1.1 Number portability enables subscribers to retain their telephone number(s) when they switch between communications providers (CPs). When a subscriber keeps their telephone number when changing CP the number is described as 'ported' from one CP to another. Calls that the subscriber subsequently receives are usually first routed to the CP that originally held the number being called. The call is then identified as a call to a ported number and 'onward routed' to the network to which the number has been ported.
1.2 Wholesale porting charges are levied between CPs to recover certain costs associated with the provision of number portability. General Condition 18 (GC18) sets out the terms that CPs must comply with in setting porting charges. GC18.5 states that any porting charges levied by CPs must, subject to the requirement for reasonableness, be cost oriented and based on the incremental costs of providing portability. GC18.5 also prohibits CPs from charging for certain specific types of costs.
1.3 Costs that may be recovered include the cost of conveying onward routed calls: between mobile CPs these charges are called donor conveyance charges (DCCs); and between fixed CPs these charges are called average porting conveyance charges (APCCs).
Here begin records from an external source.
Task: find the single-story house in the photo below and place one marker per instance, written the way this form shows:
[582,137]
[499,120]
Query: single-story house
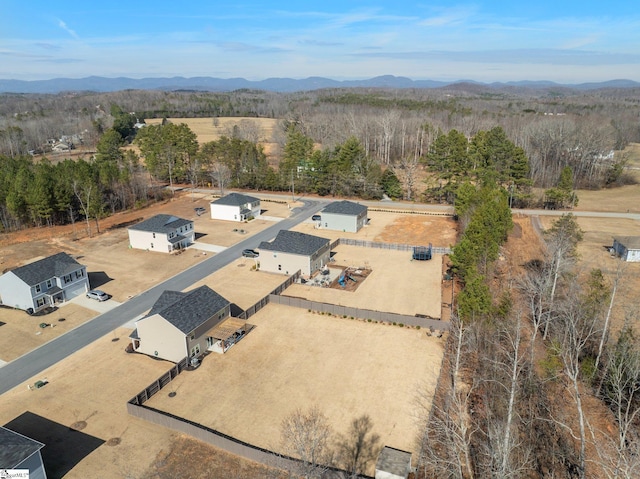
[183,325]
[627,247]
[43,283]
[344,216]
[18,452]
[165,233]
[235,207]
[393,464]
[291,251]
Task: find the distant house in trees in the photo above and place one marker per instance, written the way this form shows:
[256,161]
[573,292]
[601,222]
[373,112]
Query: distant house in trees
[393,464]
[20,452]
[291,251]
[164,233]
[235,207]
[344,216]
[627,247]
[43,283]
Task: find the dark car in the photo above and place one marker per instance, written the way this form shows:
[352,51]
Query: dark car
[97,295]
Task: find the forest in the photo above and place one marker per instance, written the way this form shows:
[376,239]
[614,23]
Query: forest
[527,351]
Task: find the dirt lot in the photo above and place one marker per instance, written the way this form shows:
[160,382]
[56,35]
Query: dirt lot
[396,284]
[297,359]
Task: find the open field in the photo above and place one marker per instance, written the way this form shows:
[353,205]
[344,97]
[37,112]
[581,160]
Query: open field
[396,284]
[295,359]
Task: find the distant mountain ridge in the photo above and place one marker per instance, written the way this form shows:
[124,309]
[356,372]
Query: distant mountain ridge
[282,85]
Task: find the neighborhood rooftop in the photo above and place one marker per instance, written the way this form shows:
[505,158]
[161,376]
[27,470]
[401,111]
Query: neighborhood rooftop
[235,199]
[15,448]
[57,266]
[187,311]
[161,224]
[295,242]
[344,207]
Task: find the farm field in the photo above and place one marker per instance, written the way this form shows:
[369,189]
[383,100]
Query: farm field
[295,359]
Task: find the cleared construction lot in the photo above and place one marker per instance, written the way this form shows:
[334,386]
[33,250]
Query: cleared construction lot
[296,359]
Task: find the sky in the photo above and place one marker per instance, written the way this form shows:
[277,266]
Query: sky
[565,41]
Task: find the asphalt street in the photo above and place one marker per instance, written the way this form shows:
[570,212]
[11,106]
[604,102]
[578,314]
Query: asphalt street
[25,367]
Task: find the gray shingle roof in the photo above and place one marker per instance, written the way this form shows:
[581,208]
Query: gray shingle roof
[394,461]
[295,242]
[187,311]
[344,208]
[630,242]
[56,266]
[235,199]
[15,448]
[161,224]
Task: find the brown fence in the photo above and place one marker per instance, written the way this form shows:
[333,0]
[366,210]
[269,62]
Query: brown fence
[390,246]
[367,314]
[225,442]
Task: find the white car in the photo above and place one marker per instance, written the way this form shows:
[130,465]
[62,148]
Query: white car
[97,295]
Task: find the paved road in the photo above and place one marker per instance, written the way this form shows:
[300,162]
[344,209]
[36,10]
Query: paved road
[36,361]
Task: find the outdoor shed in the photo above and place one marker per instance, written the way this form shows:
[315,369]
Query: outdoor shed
[20,452]
[291,251]
[627,247]
[344,216]
[164,233]
[179,324]
[235,207]
[393,464]
[43,283]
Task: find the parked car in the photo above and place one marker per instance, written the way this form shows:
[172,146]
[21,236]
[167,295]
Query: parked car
[97,295]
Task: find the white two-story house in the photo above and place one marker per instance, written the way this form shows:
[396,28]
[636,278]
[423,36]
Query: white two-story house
[164,233]
[43,283]
[235,207]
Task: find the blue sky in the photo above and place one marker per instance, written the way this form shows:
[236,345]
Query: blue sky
[564,41]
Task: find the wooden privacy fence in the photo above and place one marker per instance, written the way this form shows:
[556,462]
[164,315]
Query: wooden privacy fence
[359,313]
CPs may also levy charges for some non-conveyance costs such as per number set up (i.e. the cost of handling and processing customer orders for number portability) and costs associated with making technical changes to a CP's porting service after it has been built.
1.4 Recent developments in the fixed and mobile sectors have led us to consider how CPs should set porting charges to be compliant with GC18. These developments are the 2013 Narrowband Market Review (2013 NBMR) and the review of mobile donor conveyance charges, which concluded in February 2014 (the DCC Review).